Whether or not group II organisms produce DSBs at pachytene, observations made on non-yeast group II organisms suggest that they, like those of group I, engage in a round of DSBR during pachytene. Hotta and Stern (1971) used DNA-DNA hybridization, density label substitutions, and sensitivity of DNA synthesis to hydroxyurea to demonstrate that “repair synthesis” occurs during pachytene in meioses of lily. Other workers used microscopy to detect the presence of labeled proteins involved in early stages of meiotic DSBR (e.g., the strand-exchange proteins Rad51 and/or Dmc1). These proteins may appear as “foci” or “painted regions” on independently labeled chromosomes, indicating the occurrence of DSBR (see Roeder 1997 for review). Such methods applied to lily (Terasawa et al. 1995) and mouse (Ikeya et al. 1996) meioses indicate that foci of labeled Rad51 and Dmc1 localize to the chromatin loops during leptotene/zygotene, while Rad51, but not Dmc1, appears to paint the chromosome cores during pachytene.

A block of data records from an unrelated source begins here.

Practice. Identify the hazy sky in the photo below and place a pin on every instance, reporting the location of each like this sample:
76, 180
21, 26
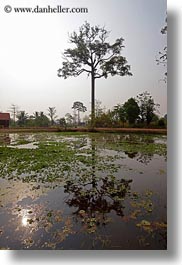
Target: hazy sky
31, 47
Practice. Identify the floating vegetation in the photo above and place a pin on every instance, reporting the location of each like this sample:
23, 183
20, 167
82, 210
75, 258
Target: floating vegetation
82, 191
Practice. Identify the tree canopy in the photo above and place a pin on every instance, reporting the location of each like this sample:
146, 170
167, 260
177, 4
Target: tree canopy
95, 56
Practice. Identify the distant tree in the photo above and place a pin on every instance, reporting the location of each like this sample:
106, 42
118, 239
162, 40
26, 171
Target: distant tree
77, 105
131, 110
147, 107
69, 118
52, 114
62, 122
41, 119
22, 118
162, 122
119, 114
162, 57
95, 56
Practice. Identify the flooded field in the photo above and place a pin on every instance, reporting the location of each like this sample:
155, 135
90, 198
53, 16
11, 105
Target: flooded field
83, 191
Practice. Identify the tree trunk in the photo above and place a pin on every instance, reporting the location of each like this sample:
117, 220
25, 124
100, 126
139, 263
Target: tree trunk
92, 99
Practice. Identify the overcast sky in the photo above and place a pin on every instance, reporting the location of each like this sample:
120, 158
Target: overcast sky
31, 47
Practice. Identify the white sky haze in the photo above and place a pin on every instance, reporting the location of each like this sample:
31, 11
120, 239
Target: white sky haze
31, 49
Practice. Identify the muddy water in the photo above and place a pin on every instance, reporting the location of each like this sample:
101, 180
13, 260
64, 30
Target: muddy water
87, 191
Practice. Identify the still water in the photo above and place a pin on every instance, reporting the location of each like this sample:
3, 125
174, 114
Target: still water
83, 191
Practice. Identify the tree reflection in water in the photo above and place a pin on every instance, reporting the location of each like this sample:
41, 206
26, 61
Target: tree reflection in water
94, 196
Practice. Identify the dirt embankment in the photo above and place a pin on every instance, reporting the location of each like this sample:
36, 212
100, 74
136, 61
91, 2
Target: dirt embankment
83, 129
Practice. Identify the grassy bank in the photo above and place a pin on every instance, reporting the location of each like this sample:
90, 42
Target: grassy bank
81, 129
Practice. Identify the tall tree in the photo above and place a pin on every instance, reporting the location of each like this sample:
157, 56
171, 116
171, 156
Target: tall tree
95, 56
132, 110
77, 105
14, 111
147, 107
162, 57
52, 114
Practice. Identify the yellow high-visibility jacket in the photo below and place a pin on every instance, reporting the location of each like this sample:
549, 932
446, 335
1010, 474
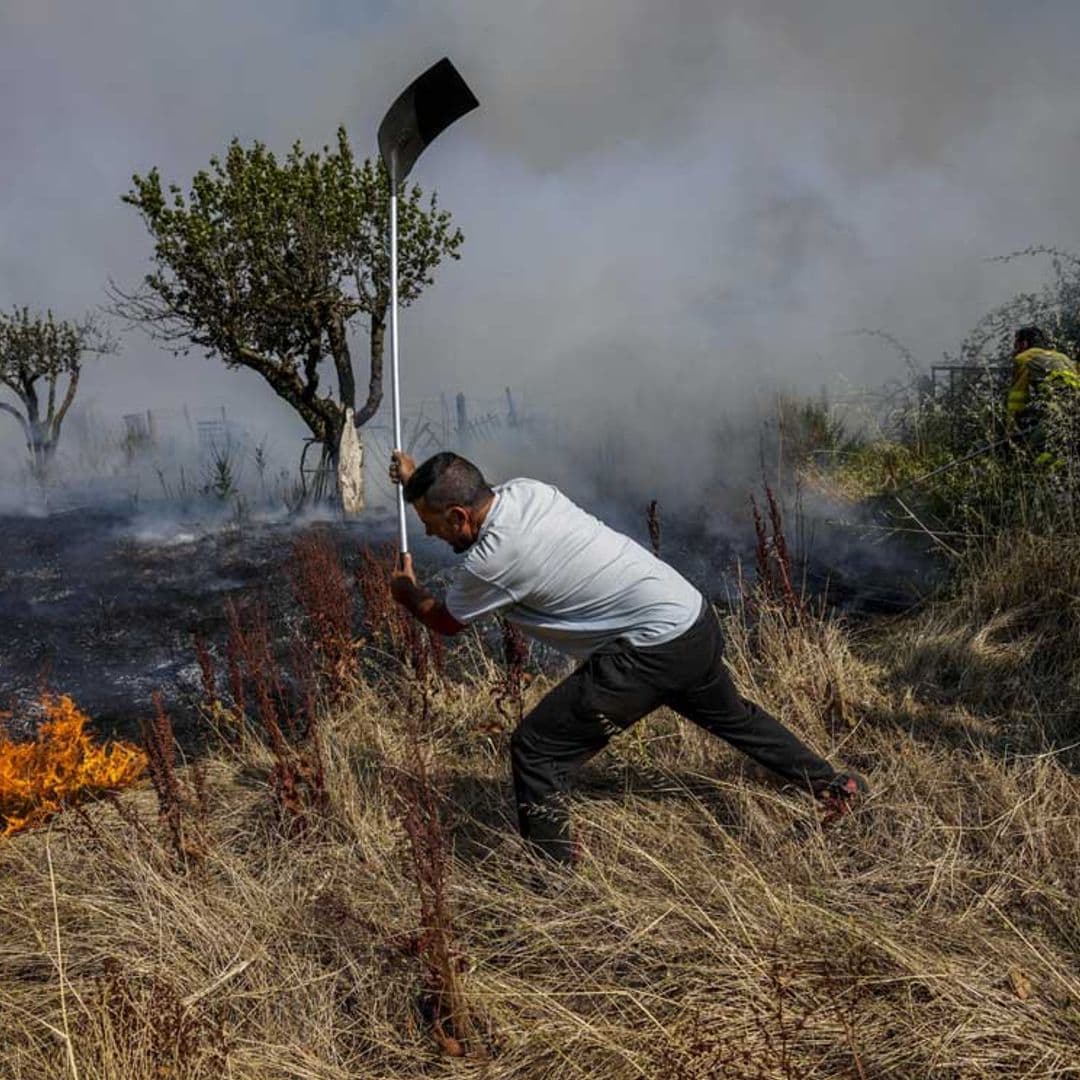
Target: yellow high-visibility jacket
1035, 368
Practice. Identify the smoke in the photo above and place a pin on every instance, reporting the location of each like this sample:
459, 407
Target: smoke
669, 213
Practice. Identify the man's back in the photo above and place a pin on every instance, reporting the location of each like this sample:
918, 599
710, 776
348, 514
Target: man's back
566, 578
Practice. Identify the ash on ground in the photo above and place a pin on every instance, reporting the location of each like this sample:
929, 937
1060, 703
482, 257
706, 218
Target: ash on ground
104, 603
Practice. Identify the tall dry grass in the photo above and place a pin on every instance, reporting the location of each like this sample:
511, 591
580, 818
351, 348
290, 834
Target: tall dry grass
714, 928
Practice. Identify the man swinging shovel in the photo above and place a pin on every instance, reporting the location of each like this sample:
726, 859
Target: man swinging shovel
644, 636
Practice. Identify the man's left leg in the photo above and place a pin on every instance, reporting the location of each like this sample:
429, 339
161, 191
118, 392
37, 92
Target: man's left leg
606, 694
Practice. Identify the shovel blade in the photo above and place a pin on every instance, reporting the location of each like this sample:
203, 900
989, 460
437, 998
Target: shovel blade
427, 107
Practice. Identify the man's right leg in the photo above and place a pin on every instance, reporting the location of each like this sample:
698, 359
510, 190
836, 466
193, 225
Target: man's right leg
569, 725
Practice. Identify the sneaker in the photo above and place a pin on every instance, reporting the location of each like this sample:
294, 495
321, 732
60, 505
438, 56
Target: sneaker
840, 795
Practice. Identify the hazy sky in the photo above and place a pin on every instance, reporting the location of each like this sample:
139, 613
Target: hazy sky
674, 203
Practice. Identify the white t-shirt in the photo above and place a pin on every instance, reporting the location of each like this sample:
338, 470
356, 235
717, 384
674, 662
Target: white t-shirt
566, 578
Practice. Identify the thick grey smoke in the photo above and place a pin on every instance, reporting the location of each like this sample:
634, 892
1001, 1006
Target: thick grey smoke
669, 210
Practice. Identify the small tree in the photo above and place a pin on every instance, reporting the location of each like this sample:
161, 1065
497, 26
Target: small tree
267, 265
38, 355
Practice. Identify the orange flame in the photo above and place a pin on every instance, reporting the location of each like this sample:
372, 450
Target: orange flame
61, 766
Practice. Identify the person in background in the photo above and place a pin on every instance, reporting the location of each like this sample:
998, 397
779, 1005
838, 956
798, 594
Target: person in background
1041, 396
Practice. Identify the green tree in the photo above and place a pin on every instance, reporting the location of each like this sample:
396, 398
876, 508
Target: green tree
40, 363
267, 265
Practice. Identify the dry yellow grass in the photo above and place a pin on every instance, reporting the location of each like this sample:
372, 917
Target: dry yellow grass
713, 930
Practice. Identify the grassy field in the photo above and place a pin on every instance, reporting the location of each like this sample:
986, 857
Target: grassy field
354, 902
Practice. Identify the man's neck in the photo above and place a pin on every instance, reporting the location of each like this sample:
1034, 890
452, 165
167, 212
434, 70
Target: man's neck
484, 510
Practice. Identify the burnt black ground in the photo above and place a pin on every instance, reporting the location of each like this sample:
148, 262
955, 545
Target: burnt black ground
103, 603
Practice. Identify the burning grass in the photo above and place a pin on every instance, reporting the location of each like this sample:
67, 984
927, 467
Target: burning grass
714, 928
62, 766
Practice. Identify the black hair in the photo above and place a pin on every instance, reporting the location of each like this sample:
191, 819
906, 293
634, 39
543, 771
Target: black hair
1030, 337
447, 480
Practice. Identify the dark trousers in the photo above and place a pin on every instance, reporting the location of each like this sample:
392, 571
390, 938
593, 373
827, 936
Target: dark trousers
617, 686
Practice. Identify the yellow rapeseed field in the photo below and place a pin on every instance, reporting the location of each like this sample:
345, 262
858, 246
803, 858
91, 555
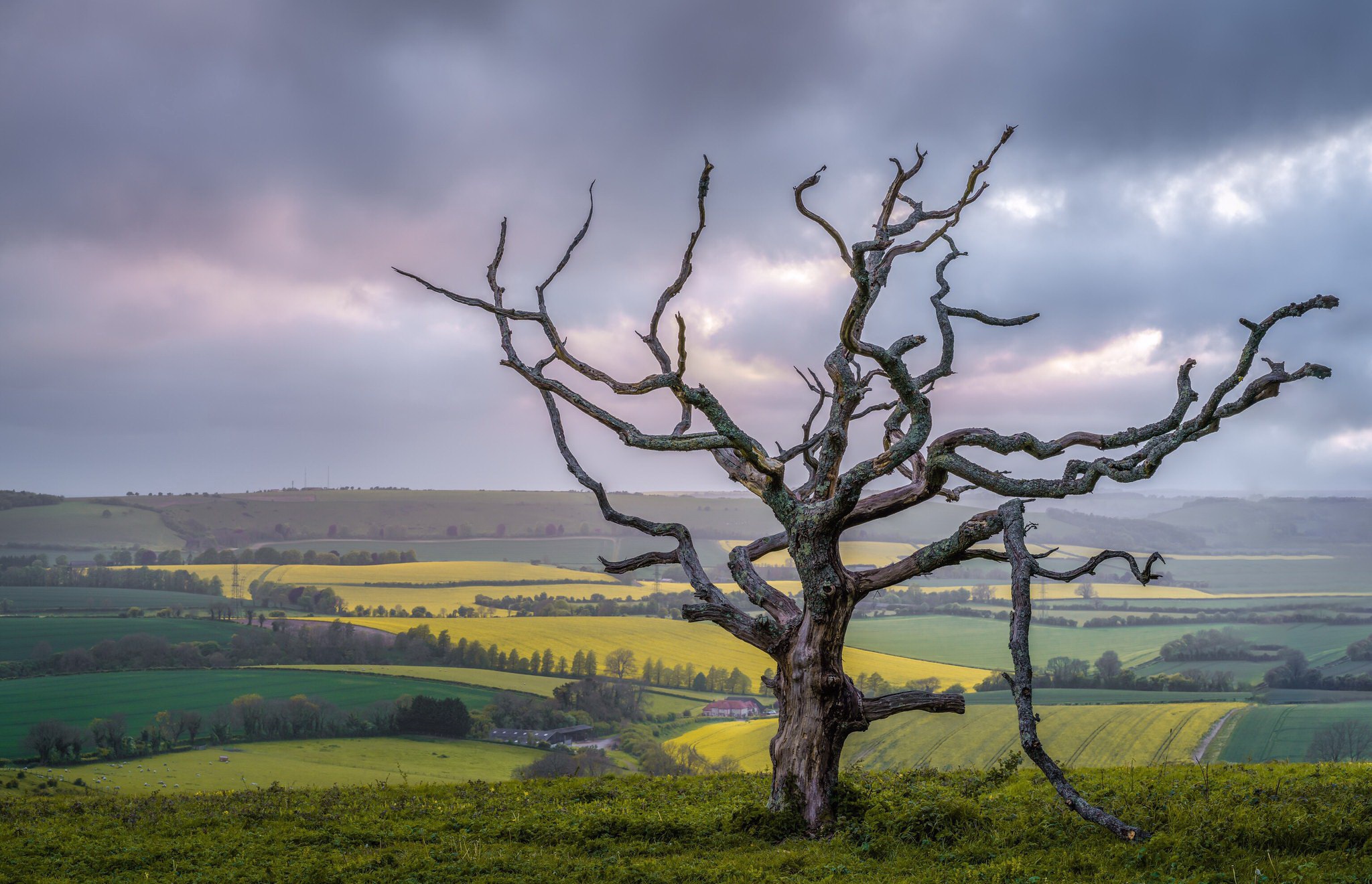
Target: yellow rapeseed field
1076, 737
864, 551
247, 573
542, 686
452, 598
431, 573
673, 640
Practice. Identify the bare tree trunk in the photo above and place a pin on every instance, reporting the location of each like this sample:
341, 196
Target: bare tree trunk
819, 706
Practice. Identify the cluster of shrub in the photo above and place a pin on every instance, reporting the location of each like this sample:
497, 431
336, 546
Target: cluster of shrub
1107, 672
249, 717
339, 643
1228, 615
421, 646
1217, 644
947, 602
1296, 672
38, 575
13, 499
596, 605
315, 599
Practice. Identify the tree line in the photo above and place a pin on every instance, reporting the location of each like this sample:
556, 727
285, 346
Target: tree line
1109, 672
106, 577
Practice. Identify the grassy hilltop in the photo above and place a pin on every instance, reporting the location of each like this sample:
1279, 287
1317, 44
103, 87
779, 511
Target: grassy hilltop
1225, 824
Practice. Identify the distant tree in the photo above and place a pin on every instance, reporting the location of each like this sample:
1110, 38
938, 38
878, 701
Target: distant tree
435, 717
48, 739
1109, 665
588, 762
620, 664
819, 487
1344, 741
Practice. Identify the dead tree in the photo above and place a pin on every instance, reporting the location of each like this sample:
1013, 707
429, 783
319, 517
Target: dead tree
819, 706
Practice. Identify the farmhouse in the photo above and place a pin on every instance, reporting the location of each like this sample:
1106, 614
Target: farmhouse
530, 738
733, 708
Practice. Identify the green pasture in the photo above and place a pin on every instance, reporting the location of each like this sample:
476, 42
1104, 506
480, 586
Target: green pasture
139, 695
60, 599
970, 642
1279, 822
19, 635
656, 701
1243, 672
298, 763
1283, 732
1106, 696
82, 524
1077, 737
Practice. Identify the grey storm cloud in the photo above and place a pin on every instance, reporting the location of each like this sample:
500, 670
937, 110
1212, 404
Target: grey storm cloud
202, 204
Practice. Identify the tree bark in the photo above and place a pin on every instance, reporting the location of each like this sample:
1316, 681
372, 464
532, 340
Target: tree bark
818, 708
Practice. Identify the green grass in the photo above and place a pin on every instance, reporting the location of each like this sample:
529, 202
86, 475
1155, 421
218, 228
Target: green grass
1284, 732
1094, 696
655, 702
80, 524
139, 695
1225, 824
970, 642
19, 635
336, 761
58, 599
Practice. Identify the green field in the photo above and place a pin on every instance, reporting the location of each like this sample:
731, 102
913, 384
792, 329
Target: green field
655, 702
1283, 732
1077, 737
81, 524
671, 640
338, 761
23, 599
1279, 822
970, 642
139, 695
539, 686
19, 635
1106, 696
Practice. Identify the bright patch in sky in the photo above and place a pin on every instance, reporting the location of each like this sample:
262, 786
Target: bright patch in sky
1247, 187
1348, 446
1121, 357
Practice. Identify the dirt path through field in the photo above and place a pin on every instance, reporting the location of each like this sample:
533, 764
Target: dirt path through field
1196, 755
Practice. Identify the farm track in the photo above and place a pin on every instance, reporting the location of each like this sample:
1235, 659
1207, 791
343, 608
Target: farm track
1081, 747
1161, 753
1205, 743
1272, 733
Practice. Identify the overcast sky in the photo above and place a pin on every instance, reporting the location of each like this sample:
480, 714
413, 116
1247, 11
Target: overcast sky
201, 203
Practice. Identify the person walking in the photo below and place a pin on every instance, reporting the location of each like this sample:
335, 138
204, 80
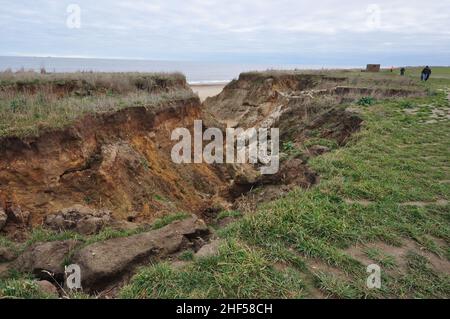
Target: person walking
426, 73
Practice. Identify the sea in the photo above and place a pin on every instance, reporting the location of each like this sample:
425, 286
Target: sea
195, 72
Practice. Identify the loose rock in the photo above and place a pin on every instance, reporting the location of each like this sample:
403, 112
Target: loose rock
81, 219
209, 250
105, 263
45, 260
6, 254
47, 287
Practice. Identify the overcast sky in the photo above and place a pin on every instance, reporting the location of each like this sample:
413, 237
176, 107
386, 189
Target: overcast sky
288, 31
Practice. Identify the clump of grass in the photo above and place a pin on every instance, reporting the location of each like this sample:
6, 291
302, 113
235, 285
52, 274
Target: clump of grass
366, 101
237, 272
187, 255
42, 106
228, 213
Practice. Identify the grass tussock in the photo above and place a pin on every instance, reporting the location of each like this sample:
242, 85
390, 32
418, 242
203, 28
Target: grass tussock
397, 158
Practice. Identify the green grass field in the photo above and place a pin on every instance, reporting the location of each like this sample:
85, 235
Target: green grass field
388, 187
383, 199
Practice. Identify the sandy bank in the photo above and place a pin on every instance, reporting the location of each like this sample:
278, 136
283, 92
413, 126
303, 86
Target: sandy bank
207, 90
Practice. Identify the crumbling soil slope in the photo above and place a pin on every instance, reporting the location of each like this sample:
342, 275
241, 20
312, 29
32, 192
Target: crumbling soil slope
121, 160
118, 166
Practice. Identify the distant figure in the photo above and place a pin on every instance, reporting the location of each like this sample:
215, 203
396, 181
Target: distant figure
426, 73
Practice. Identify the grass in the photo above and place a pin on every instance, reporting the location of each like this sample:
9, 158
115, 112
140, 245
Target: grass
22, 287
395, 159
238, 272
63, 98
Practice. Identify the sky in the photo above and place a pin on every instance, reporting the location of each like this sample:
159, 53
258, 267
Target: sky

Using similar methods, Moens et al. (2002) provided additional evidence for two periods of DSBR in mouse. These authors showed that the sites of DSBR initiated in leptotene did not coincide, in time or space, with a second set of DSBR sites that acquired (during pachytene) foci of Mlh1, a protein required for crossing over in mouse.
Working with yeast, Byers and Goetsch (1982) and Davidow and Byers (1984) used temperature elevation to prolong pachytene and then returned the cells to permissive temperatures to allow sporulation and genetic analysis. The authors reported that longer times spent in temperature-induced pachytene arrest resulted in higher levels of recombination and suggested that this phenomenon represents an extension of normal events, rather than a temperature-induced novel process. Together, the data suggest that group II organisms resemble Drosophila and C. elegans in undergoing a round of DSBR (and DSBs?) during pachytene (disjunction pathway), but that group II organisms are unique in also undergoing a round of presynaptic DSBR (pairing pathway). We predict that only those crossovers that are derived from the disjunction pathway exhibit interference.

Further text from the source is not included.